Berger stressed that a result of American capitalism is the belief that technological innovation should come from the private sector. Berger indicated that the Chinese government, in contrast, did not have a problem with directing companies to invest in artificial intelligence.

“It’s a very different conversation here,” Berger said. “Whereas in China, with the current political system, the private-public sector relationship is very different. In the United States, we don’t have a political strategy, but we do have a task force.”

According to Berger, the U.S. has by far the greatest number of artificial intelligence specialists in the world. She thinks that to spread this talent, there needs to be a collaborative international framework.

“My questions is: why can’t we do this together?” Berger said. “Why can’t we think about an international framework?”

The final speaker was Chief of the Intelligent Systems Center at the Applied Physics Lab (APL) Ashley J. Llorens. His center focuses on using artificial intelligence to address a wide variety of situations.

“There are so many different and challenging problems [here at APL],” Llorens said. “Working in AI means that you’re actually working at the intersection of many of those problems.”

Llorens says that he broadly thinks of AI as any agent used to pursue complex goals. Artificial intelligence has many layers: He says that machine learning is a subset of AI, then deep learning is a subset of machine learning. He stressed that the field is much larger than most people believe.

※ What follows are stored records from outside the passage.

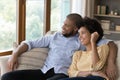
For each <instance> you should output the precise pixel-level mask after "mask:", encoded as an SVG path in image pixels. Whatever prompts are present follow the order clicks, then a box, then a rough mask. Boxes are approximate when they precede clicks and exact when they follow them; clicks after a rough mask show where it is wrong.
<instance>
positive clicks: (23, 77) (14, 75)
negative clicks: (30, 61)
mask: <svg viewBox="0 0 120 80" xmlns="http://www.w3.org/2000/svg"><path fill="white" fill-rule="evenodd" d="M44 78H45V76H44V74H43V72H42V71H41V70H40V69H37V70H16V71H12V72H8V73H6V74H4V75H3V76H2V77H1V80H45V79H44Z"/></svg>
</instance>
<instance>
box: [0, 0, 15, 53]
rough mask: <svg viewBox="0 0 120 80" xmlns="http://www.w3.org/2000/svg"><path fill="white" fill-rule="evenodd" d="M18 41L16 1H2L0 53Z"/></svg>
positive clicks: (14, 0) (10, 46)
mask: <svg viewBox="0 0 120 80" xmlns="http://www.w3.org/2000/svg"><path fill="white" fill-rule="evenodd" d="M15 41H16V0H0V52H1V51H5V50H10V49H12V45H13V42H15Z"/></svg>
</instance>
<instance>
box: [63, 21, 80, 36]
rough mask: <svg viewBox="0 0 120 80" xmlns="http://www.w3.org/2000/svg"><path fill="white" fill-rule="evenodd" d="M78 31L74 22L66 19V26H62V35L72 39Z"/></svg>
mask: <svg viewBox="0 0 120 80" xmlns="http://www.w3.org/2000/svg"><path fill="white" fill-rule="evenodd" d="M77 31H78V28H77V27H76V26H75V24H74V22H73V21H71V20H69V19H66V20H65V21H64V25H63V26H62V34H63V35H64V36H65V37H70V36H73V35H75V34H76V32H77Z"/></svg>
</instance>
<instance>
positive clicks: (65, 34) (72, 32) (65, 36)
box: [63, 31, 74, 37]
mask: <svg viewBox="0 0 120 80" xmlns="http://www.w3.org/2000/svg"><path fill="white" fill-rule="evenodd" d="M73 35H74V31H71V32H70V33H67V34H63V36H65V37H71V36H73Z"/></svg>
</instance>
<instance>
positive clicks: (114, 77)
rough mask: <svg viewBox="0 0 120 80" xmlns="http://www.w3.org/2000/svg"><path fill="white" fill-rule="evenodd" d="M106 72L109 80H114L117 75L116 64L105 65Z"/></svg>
mask: <svg viewBox="0 0 120 80" xmlns="http://www.w3.org/2000/svg"><path fill="white" fill-rule="evenodd" d="M106 74H107V76H108V77H109V79H110V80H116V78H117V76H118V73H117V67H116V65H115V64H111V65H108V66H107V67H106Z"/></svg>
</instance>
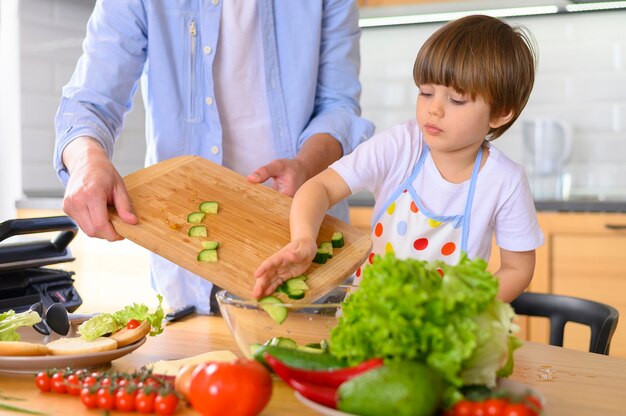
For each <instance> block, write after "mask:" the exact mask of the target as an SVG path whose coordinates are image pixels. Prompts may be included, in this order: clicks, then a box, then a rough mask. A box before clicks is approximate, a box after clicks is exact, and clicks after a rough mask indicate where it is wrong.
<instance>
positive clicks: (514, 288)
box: [495, 249, 535, 302]
mask: <svg viewBox="0 0 626 416" xmlns="http://www.w3.org/2000/svg"><path fill="white" fill-rule="evenodd" d="M534 271H535V250H532V251H508V250H503V249H500V269H498V271H497V272H496V273H495V276H496V277H497V278H498V280H499V281H500V290H499V291H498V298H499V299H500V300H502V301H504V302H511V301H513V300H514V299H515V298H516V297H518V296H519V295H520V294H521V293H522V292H523V291H524V290H525V289H526V288H527V287H528V285H529V284H530V281H531V280H532V278H533V273H534Z"/></svg>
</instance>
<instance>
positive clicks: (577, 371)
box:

“Many people think of a convolutional network [a type of deep learning] as everything that AI has to offer, but it’s actually much broader,” Llorens said. “It involves robotics, theorem-proving and many things that have been around for decades. A lot of recent pursuits in AI are combining the old and the new to create something better.”

Llorens also talked about several technologies that APL has developed or improved using artificial intelligence. The first was Sally, a robot that investigates whether oil spills have occurred. The second was about Johnny, a wounded warrior who, thanks to the APL, could control an artificial limb that is almost as good as an original.

“Your hand and forearm have 27 degrees of freedom, and this has 26. It gets you back most of that,” Llorens said.

Johnny, who was sent home with his artificial limb for a year, has even been learning how to play the piano with his new limb.

The next story was about Jan, a quadriplegic who could control an arm using a brain-computer interface.

“Being a quadriplegic and wanting to feel that capability again, she was willing to be a patient in this experiment. She had a craniotomy, which is having part of your skull removed,” Llorens said.

The sensor on her brain is connected to a device that has a machine learning algorithm on it to infer motor intent from brain signals.

As the very first official event of HopAI, Zhang sees a lot of room to grow. 

“My hope for HopAI is that we’ll be able to gather enough resources to support students, undergrads and grad students’ ideas about AI solutions to current world issues,” Zhang said.